After Years of Pain, Washington Gets Its Baseball Moment

Mike Rizzo, acting GM of the Washington Nationals, talks about last night's record-breaking rookie contract with Stephen Strasburg and the expectations for the new player. Video by Comcast SportsNet
By Thomas Boswell
Wednesday, August 19, 2009

Few teams have ever needed a watershed event more than the Nationals. And no town in baseball has needed a validation and a fresh start more than Washington. On Monday night, at 11:58:43 p.m., both the team and the town got their wish.

Just 77 seconds before a witching midnight deadline, the franchise that so often gets kicked when it is down and the town that is constantly accused of baseball's original sin (being Washington) proved that it could do something big and difficult and right.

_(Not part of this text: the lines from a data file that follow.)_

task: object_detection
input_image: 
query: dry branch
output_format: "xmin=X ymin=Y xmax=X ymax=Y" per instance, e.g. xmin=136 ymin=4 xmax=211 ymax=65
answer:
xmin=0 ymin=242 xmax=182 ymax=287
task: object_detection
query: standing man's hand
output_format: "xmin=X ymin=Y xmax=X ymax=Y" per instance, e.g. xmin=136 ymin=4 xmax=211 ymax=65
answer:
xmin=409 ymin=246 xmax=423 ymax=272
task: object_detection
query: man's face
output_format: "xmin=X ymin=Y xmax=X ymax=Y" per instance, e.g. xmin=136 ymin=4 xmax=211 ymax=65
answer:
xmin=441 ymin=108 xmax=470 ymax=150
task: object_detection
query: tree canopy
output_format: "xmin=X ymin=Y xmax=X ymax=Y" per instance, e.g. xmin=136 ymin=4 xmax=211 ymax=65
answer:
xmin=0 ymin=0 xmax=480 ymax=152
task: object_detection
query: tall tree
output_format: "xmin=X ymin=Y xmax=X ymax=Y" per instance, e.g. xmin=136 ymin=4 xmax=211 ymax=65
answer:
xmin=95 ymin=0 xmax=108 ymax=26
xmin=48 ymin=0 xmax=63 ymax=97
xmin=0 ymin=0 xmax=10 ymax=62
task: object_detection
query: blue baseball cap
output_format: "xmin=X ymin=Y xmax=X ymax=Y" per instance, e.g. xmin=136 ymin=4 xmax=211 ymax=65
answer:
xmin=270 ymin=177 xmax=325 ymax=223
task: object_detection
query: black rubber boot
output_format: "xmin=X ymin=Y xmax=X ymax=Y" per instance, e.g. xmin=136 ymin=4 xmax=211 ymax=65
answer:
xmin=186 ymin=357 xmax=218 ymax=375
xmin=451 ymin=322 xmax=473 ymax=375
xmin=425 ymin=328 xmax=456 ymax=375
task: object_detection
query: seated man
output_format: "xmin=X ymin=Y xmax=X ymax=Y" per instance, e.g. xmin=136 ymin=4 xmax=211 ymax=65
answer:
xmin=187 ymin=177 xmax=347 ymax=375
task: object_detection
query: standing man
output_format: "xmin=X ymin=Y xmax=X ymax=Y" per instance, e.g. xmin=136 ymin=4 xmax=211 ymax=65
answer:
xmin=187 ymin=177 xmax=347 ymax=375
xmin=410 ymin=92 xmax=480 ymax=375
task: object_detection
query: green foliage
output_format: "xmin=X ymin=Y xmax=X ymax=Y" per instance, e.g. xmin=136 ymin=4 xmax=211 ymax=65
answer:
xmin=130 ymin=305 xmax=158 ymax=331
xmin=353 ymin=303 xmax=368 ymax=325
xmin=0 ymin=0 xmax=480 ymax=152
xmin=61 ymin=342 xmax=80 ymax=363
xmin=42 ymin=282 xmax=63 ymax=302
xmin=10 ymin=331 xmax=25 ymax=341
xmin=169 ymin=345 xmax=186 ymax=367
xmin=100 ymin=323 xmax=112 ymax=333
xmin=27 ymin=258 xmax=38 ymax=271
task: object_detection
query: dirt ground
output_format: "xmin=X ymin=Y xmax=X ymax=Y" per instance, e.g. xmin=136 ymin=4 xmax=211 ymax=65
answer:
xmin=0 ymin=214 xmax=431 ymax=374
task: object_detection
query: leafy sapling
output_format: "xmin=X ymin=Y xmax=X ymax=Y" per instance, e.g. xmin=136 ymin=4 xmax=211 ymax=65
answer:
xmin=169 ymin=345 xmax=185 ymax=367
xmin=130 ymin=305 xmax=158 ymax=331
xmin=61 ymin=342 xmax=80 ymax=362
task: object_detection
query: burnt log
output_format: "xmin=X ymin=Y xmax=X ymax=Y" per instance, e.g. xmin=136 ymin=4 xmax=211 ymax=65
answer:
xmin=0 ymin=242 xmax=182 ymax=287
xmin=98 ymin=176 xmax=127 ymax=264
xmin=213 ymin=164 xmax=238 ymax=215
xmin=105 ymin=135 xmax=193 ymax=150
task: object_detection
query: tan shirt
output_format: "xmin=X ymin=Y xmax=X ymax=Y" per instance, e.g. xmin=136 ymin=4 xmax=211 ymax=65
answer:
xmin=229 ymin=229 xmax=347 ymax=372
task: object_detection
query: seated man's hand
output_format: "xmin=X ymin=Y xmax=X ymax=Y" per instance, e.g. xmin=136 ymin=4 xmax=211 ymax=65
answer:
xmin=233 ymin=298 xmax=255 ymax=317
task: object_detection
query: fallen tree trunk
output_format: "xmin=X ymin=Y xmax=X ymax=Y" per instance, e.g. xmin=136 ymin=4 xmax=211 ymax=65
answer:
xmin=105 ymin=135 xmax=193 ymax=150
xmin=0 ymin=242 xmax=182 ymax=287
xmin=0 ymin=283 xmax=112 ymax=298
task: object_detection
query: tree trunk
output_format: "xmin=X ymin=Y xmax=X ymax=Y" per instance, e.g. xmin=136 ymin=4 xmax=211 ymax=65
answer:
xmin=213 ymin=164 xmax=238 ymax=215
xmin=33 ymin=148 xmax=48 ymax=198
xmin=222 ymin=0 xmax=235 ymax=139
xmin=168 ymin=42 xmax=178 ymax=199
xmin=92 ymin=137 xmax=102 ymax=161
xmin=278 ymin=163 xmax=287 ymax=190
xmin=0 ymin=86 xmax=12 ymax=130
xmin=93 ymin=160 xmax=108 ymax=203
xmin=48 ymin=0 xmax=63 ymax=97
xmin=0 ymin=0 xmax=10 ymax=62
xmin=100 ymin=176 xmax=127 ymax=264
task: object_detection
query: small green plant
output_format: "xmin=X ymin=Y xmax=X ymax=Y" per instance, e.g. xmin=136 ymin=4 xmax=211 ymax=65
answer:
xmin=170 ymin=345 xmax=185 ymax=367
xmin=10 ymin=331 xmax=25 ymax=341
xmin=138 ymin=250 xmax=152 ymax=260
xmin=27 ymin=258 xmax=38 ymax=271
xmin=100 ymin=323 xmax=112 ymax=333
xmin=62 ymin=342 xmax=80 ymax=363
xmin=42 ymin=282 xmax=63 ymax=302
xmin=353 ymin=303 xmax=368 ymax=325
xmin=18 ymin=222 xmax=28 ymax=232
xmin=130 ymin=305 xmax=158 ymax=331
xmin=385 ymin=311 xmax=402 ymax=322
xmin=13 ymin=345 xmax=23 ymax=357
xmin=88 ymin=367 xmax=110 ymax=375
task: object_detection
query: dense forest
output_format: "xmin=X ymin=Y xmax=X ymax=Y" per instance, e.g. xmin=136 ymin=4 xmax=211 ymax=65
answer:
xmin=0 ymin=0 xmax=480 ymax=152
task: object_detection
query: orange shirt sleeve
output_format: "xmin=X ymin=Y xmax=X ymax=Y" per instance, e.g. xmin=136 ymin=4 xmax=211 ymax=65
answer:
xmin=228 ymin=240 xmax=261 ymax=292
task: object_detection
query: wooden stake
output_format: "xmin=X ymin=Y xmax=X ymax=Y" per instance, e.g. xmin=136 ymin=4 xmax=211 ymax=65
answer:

The Nats signed Stephen Strasburg, probably the most heralded young pitcher of the last 50 years. Who knows what portion of his collegiate and Olympic fame will prove justified. But not only did the Nats sign him for a fair price of $15.1 million, plus incentives, despite the howls of his crusading agent Scott Boras, but Strasburg also did what has been unthinkable in baseball until now.

He chose here.

No 21-year-old deserves such responsibility, but Strasburg has put the Nats squarely on baseball's map, on the list of can't-miss attractions in the game that must be seen. Does he really throw 100 to 102 mph with command? Or is that partly scouts' mythology? Is his 93-mph slider really his best pitch, so sharp it actually seems to hit something in midair and deflect? And is Mike Rizzo, the Nats acting general manager, correct when he says what sets Strasburg apart is not just his stuff but "a fierceness"?

Those who, after nearly two years, have not yet found an excuse to visit Nationals Park will now have to discover a reason not to come. I meet such people all the time. Where is the park exactly? What about the parking? Well, the team is terrible, right? Why take the trouble? The owners, aren't they cheap? Why not punish them with indifference until they prove themselves with a World Series? Then, maybe, find South Capitol Street.

Soon, in much less than a year, that may change. Strasburg will come to spring training next year with a spot in the rotation waiting for him, his to lose. How can you live here and not see Alex Ovechkin play hockey? You can't. So it may be with Strasburg and the Nats by sometime next year. A winning team? Someday. But with luck and health, every fifth day, the Strasburg phenomenon may beckon.

At least it is possible. And that makes a world of difference. Right now, for a town that is deeply unsure whether it wants to fall for baseball, something special is required. Adam Dunn, Ryan Zimmerman and Josh Willingham will probably hit 100 homers and drive in 300 runs this year in the heart of a Nats order that is in the top half in the National League. That would be sufficient attraction, even in a last-place season, in some old-line baseball towns. Nyjer Morgan, a new leadoff man hitting .310, on pace for 52 stolen bases and with as much range as almost any center fielder in the game, would add spice. Even a crafty kid such as southpaw John Lannan would have a following.

But in Washington, where baseball is concerned, it is still better never to have loved at all; then you can't lose. Will the Strasburg seduction change that? Surely it was worth more than $15 million to find out. In a front-running, big-event town, he could be a fine fit.

Sorry, kid, did they tell you about all this? Welcome to town. You're the gallant who just proposed to the old maid; you might collide with considerable gratitude.

For 33 years, baseball did not choose Washington. The town had to bribe the game back with a billion-dollar dowry of ballpark funding and Lerner family money to buy the ravaged Expos franchise. Once here, the sport has grudgingly acknowledged the town as a new/old dot on its map, but with a kind of invisible asterisk above the city's name, as if to say, "Lost two franchises. On probation."

Even the town's own internal cynics have guarded themselves against mockery by assuming failure as the city's baseball default setting. Now, for a day, let's mock mockers.